Nederland keek eerst even de kat uit de boom. Vervolgens kwam er een discussie op gang die toch resulteerde in enige activiteiten. Het ministerie van Defensie ging in overleg met postduivenhouders om na te gaan of die zouden kunnen meewerken aan een soort duivennetwerk over Nederland ten behoeve van de landsverdediging. De Haagse postduivenvereniging “De Ooijevaar” organiseerde op verzoek van Defensie in 1882 een aantal binnenlandse vluchten (vanaf Groningen, Vlissingen, Maastricht en Den Helder). Voorts werd een proefvlucht gehouden vanaf een schip dat op 5 mijlen uit kust van Den Helder lag. 68 postduiven namen aan die proef deel. De ere-voorzitter van “De Ooijevaar” bracht hierover verslag uit aan Defensie.
Kneuterig
Het bleef allemaal wat kneuterig bij ons. In 1903 werd uiteindelijk toch een heuse postduivendienst opgericht. Er werden duivenhokken geplaatst bij het Hoofdkwartier in Den Haag en ook bij de Territoriale Commando’s. De dienst had twee taken: het fokken van geschikte duiven en het opleiden van militaire duivenverzorgers. Bij de mobilisatie van 1914 beschikten we tevens over verplaatsbare duivenstations, namelijk bij het hoofdkwartier en bij de vier divisies. Er waren toen voldoende duiven en goed opgeleide postduivenverzorgers. Maar als je de foto’s uit die tijd ziet, mogen we misschien toch wel blij zijn dat onze Rijkspostduivendienst niet hoefde te worden ingezet tijdens de Eerste Wereldoorlog…
Verdwenen
In de jaren tussen de Eerste en de Tweede Wereldoorlog bleef er van onze postduivendienst niet veel over. Veel militairen geloofden eigenlijk niet in dit ouderwetse communicatiemiddel, ondanks de spectaculaire resultaten in de oorlog. In 1932 werd de dienst formeel opgeheven; er bleef een militair duivenhok over in Utrecht met 12 postduiven. Daar werden demonstraties verzorgd en nog wat verzorgers opgeleid. Hoofdkwartier en divisies moesten nog wel een aantal duivenverzorgers hebben maar bij de mobilisatie in 1939 bleek dat die meestal niet meer beschikbaar waren.

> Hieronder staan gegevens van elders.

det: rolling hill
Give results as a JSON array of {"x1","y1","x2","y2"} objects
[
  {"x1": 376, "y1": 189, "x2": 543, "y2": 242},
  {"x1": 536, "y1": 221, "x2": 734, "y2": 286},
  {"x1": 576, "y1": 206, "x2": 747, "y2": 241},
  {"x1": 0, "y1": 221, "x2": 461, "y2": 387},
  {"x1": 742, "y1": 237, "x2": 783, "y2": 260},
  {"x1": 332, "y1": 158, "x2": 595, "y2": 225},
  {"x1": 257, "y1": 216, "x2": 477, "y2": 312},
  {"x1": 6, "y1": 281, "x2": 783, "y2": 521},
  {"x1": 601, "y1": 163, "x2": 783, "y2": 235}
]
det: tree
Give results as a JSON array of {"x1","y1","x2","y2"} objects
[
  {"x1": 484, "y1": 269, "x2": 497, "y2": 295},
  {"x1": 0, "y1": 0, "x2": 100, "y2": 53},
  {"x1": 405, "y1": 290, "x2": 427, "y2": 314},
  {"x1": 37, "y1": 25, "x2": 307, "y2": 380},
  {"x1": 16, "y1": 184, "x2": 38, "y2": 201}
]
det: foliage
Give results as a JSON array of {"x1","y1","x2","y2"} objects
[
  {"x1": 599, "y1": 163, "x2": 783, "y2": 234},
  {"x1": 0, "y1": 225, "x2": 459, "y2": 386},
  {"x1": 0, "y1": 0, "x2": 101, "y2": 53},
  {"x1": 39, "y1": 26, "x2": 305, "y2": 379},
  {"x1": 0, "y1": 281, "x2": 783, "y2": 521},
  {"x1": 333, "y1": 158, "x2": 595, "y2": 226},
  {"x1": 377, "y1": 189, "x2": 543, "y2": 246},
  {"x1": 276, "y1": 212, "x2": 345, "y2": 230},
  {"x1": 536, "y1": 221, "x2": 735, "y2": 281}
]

De Commandant van het Veldleger schrok daarvan en drong in januari 1940 aan op een flinke reorganisatie en uitbreiding van de postduivendienst. Hij wou een groot aantal hokken plaatsen op diverse strategische posities. De plannen en tekeningen lagen klaar op het moment dat ons land door de Duitsers werd aangevallen. Niets van terechtgekomen dus…
Grenswacht Fleringen, 30 october 1914, 2.00 n.m.
Zooeven kwam hier een wielrijderspatrouille uit Lochem aan die op verkenning was geweest in de richting Denekamp. De patrouille meldde mij dat aan de grens alles rustig was en verzocht mij dit bericht per postduif aan U te melden.
Aan den Commandant der II
Devisie De Reserve 2de Luitenant
(Belangrijkste bron: G.A.Geerts, Het militaire gebruik van postduiven, 1989.De foto’s komen van de website: www.wereldoorlog1418.nl)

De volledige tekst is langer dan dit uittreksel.